The proposal by Seminole Republican Larry Ahern requires law enforcement to remove the arrest of a juvenile offender for some first-time misdemeanors. Yet it continues to undergo changes. An amendment added by Longwood Republican Scott Plakon allows adults arrested for certain crimes to enter a diversion program. Plakon says adults also deserve an opportunity to avoid an arrest record.
“This bill, or amendment, rather, is just another version of that mercy. One that would be in the pre-arrest stage, before there is a mugshot that will impact these people for the rest of their lives.”
While Ahern’s bill has found support among lawmakers, Plakon’s amendment is sparking some criticism. Venice Republican Julio Gonzalez says the issue of juvenile justice is being “tainted” by adding adults into the debate.
“These issues are now tainted by discussion over adults. And it opens up a completely separate discussion that I don’t think is conducive for finding out what the best solution is for children," Gonzalez said.
The Florida Sheriffs Association is backing the House bill.

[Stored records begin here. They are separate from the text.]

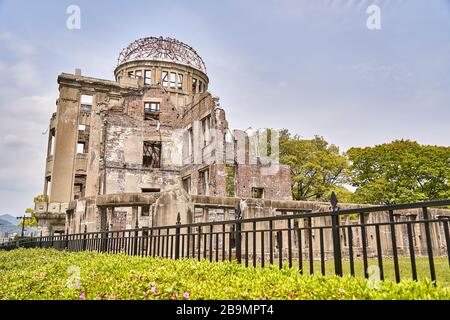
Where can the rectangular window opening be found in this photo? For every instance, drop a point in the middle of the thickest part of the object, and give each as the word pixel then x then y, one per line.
pixel 86 101
pixel 151 110
pixel 165 79
pixel 173 80
pixel 81 146
pixel 204 182
pixel 194 85
pixel 147 77
pixel 230 180
pixel 187 184
pixel 257 193
pixel 152 154
pixel 180 82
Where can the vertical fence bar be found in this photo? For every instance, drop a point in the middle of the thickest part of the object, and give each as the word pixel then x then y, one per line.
pixel 350 251
pixel 210 242
pixel 271 241
pixel 167 242
pixel 223 241
pixel 230 246
pixel 336 243
pixel 177 237
pixel 199 242
pixel 238 218
pixel 204 244
pixel 310 246
pixel 322 252
pixel 411 251
pixel 362 220
pixel 379 253
pixel 246 248
pixel 188 241
pixel 150 243
pixel 429 244
pixel 84 237
pixel 289 243
pixel 280 249
pixel 300 253
pixel 394 246
pixel 445 221
pixel 254 243
pixel 217 246
pixel 262 249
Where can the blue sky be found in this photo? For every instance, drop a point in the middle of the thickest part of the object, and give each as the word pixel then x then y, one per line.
pixel 310 66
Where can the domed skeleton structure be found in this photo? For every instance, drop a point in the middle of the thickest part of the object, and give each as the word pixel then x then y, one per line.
pixel 163 49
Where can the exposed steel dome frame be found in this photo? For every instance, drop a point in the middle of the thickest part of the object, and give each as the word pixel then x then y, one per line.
pixel 163 49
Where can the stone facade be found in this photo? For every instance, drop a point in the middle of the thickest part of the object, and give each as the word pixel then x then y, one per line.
pixel 155 129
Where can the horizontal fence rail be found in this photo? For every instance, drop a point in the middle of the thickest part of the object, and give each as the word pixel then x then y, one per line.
pixel 336 242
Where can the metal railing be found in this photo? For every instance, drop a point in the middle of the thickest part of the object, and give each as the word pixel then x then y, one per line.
pixel 304 240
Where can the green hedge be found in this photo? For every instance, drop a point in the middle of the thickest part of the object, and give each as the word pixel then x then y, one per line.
pixel 51 274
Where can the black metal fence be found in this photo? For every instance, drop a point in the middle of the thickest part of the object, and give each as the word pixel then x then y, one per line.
pixel 343 240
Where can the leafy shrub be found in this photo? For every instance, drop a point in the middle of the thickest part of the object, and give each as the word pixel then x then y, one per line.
pixel 51 274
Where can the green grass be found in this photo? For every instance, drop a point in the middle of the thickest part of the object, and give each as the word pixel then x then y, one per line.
pixel 49 274
pixel 441 266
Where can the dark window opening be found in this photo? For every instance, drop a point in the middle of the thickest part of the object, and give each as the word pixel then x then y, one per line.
pixel 173 80
pixel 81 147
pixel 86 101
pixel 79 187
pixel 147 77
pixel 194 85
pixel 165 79
pixel 145 211
pixel 206 124
pixel 230 180
pixel 204 182
pixel 151 110
pixel 180 82
pixel 257 193
pixel 152 154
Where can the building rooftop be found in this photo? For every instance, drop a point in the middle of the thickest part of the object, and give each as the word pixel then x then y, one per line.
pixel 162 49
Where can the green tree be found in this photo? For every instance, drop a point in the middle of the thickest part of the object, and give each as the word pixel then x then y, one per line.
pixel 399 172
pixel 317 167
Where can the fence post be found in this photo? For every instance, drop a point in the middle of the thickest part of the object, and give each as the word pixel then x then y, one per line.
pixel 136 234
pixel 177 237
pixel 84 237
pixel 336 237
pixel 238 218
pixel 429 245
pixel 445 221
pixel 66 241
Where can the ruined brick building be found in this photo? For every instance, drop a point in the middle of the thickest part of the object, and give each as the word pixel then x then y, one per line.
pixel 156 128
pixel 154 143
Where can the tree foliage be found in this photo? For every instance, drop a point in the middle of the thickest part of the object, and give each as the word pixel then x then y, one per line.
pixel 399 172
pixel 317 168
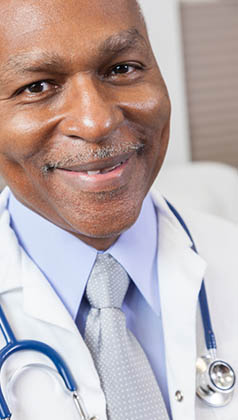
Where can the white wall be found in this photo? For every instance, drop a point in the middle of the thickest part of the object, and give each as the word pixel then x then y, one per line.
pixel 162 17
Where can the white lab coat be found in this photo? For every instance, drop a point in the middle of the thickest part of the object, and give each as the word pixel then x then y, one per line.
pixel 35 312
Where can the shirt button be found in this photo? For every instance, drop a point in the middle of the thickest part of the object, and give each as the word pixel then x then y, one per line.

Pinellas County Sheriff Bob Gualtieri supports Plakon’s amendment and cited his district’s successful diversion program. But Gualtieri and the Sheriffs are opposed to the Senate version of the bill over claims it takes away their discretion over charges.
Ahern is facing calls to further amend his bill so it more closely resembles Senator Anitere Flores’s version. Her proposal would require law enforcement to issue civil citations for a juvenile’s first arrest. Speakers like Reverend Bernice Powell Jackson says civil citations are a better way to give kids a second chance.
“A child who receives a civil citation does not need an expungement because they have not been arrested. There should be no need for discretion for these non-serious misdemeanor offenses by our children," Powell Jackson said. "Everyone of us in this room has needed or will need a second chance – and civil citations provide that for our children.”
The bill now heads to the House floor.